Two Muslim football players brought over from Chechnya, totally anonymous and utterly clueless, are at the center of a local sports scandal. An extreme group of fans belonging to their hosting club, Beitar Jerusalem,  have begun a violent campaign to try and cancel this move. Full of hatred, racism, and common sense – some fans set fire to the club’s offices over the weekend – this campaign more than anything provides Israeli society with a harsh reality check, for it is not poor skills on the field that rile these fans, but the fact that the two players are Muslim.
Let there be no mistake, no matter how small this extreme group of fans is, the sad truth is that in Israel 2013, racism and violence are an every-day occurrence, not only in football, and not only against Arabs.
The club management and the police, who previously turned a blind eye at the activities of this group, are now set on eliminating it, probably because of the growing scrutiny by international and European football associations.  

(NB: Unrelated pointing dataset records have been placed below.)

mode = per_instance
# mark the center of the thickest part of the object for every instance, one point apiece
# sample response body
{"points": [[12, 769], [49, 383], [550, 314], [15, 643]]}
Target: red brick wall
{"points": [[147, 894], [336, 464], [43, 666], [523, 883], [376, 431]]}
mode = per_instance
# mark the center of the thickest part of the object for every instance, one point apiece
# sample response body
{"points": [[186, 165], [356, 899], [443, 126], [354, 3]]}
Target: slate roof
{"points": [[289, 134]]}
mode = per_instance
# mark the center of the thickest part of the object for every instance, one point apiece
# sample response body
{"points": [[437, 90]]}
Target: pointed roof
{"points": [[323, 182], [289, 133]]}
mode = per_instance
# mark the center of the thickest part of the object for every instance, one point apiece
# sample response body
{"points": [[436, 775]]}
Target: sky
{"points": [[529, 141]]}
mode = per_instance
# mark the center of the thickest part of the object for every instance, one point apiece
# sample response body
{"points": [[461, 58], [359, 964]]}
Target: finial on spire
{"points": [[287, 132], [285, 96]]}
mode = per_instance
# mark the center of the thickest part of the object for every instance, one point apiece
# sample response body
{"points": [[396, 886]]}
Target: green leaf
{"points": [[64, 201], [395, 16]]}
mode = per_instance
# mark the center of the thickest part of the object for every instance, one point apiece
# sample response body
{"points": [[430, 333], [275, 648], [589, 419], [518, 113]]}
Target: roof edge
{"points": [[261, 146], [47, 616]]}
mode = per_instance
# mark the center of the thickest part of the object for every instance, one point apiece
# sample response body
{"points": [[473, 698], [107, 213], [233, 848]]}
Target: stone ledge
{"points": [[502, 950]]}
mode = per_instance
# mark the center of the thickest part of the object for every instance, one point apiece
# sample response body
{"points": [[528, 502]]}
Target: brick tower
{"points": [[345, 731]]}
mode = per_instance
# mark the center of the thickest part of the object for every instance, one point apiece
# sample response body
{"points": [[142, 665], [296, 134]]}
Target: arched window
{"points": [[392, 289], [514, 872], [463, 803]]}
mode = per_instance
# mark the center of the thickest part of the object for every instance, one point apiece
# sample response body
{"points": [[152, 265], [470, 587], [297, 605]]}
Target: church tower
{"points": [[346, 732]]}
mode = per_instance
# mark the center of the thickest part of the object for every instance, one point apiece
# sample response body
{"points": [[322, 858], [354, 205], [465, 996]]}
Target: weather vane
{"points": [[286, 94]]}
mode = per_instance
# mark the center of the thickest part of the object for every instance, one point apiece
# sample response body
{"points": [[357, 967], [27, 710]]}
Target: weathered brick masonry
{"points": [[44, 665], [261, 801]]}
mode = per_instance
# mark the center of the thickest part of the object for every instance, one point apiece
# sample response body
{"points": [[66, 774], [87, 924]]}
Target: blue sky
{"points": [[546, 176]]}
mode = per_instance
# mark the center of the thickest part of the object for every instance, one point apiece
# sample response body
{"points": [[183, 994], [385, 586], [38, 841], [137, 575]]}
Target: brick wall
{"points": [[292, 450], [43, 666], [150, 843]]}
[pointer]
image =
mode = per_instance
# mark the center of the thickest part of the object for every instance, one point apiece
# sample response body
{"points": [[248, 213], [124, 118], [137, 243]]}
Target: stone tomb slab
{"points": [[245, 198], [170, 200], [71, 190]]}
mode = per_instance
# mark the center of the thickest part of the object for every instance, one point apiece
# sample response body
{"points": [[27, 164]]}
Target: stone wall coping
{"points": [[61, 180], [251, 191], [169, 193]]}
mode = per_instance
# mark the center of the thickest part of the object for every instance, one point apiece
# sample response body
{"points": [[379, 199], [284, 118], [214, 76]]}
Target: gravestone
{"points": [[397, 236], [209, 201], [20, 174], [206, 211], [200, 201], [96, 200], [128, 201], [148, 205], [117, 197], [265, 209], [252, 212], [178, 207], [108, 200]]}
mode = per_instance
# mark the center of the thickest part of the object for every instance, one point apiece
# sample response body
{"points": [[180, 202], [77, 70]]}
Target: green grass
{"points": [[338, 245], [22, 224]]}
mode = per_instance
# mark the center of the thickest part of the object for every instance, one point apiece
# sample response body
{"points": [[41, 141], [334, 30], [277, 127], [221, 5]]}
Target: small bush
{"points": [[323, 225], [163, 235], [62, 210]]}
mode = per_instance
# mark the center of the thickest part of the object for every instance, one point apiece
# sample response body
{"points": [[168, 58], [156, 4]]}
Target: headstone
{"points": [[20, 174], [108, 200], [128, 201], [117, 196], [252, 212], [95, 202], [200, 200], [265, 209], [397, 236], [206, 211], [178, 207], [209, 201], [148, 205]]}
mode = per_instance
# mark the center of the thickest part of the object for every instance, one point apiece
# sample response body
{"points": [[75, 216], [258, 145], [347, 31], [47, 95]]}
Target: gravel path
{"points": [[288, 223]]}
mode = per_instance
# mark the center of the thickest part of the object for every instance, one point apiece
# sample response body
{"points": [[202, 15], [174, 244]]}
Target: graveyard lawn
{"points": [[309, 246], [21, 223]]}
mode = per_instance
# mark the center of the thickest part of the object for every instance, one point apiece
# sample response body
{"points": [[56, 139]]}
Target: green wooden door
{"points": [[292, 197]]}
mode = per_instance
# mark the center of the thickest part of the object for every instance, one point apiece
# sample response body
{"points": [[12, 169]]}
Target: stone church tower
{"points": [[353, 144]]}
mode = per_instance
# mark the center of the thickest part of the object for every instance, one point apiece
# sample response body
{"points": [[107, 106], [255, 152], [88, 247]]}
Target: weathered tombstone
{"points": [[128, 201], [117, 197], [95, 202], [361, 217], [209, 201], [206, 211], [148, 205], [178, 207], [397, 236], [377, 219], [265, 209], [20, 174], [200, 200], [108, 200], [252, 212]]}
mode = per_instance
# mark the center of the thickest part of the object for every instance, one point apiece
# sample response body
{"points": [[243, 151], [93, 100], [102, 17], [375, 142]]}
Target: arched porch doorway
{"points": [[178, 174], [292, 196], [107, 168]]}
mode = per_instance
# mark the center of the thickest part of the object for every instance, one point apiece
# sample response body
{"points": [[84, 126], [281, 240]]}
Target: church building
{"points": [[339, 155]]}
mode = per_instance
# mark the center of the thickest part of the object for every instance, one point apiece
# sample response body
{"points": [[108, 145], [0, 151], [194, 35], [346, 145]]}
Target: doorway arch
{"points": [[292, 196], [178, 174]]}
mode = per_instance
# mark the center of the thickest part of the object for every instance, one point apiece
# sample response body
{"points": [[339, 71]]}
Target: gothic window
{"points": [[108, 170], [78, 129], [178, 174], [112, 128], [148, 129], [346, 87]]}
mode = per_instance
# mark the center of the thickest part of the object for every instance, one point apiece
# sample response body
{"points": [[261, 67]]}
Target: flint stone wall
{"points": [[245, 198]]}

The remedy for this epidemic is in the education system, starting from first grade. The poor penal systems for minors and adults alike are also at fault.  Beitar Jerusalem is not the problem, but it successfully mirrors Israeli society.

March of the Folly

I could not believe my ears, or eyes to be more accurate, when I read that Israel is considering creating a buffer zone reaching up to 10 miles into Syria to secure itself from fundamentalist rebels on the other side of the border. The proposal, which has been already presented to Netanyahu, is intended to secure the 47-mile border against a growing Islamist threat if Assad’s embattled regime loses control of the area.
Am I the only one with a strong sense of déjà vu? The Lebanese security zone that was set up in 1985 and lasted until 2000, bled Israel both materially and emotionally, and ended with a debatable retreat leaving in its wake an emboldened and very much strengthened guerrilla organization that is now listed high enough on Israel’s list of threats.
I served in this security zone for over a year – and witnessed the crippling defensive bogging down of the finest military in the Middle East. I am no military strategist, but surely our experience in Lebanon, added to other past and present examples such as Vietnam, Iraq, and Afghanistan, are proof enough of the folly in trying to deal conventionally with guerrilla warfare? Do we really want to become the focal point for world jihad?
I seriously hope that the low level of media coverage of this idea reflects its insignificance rather than its significance.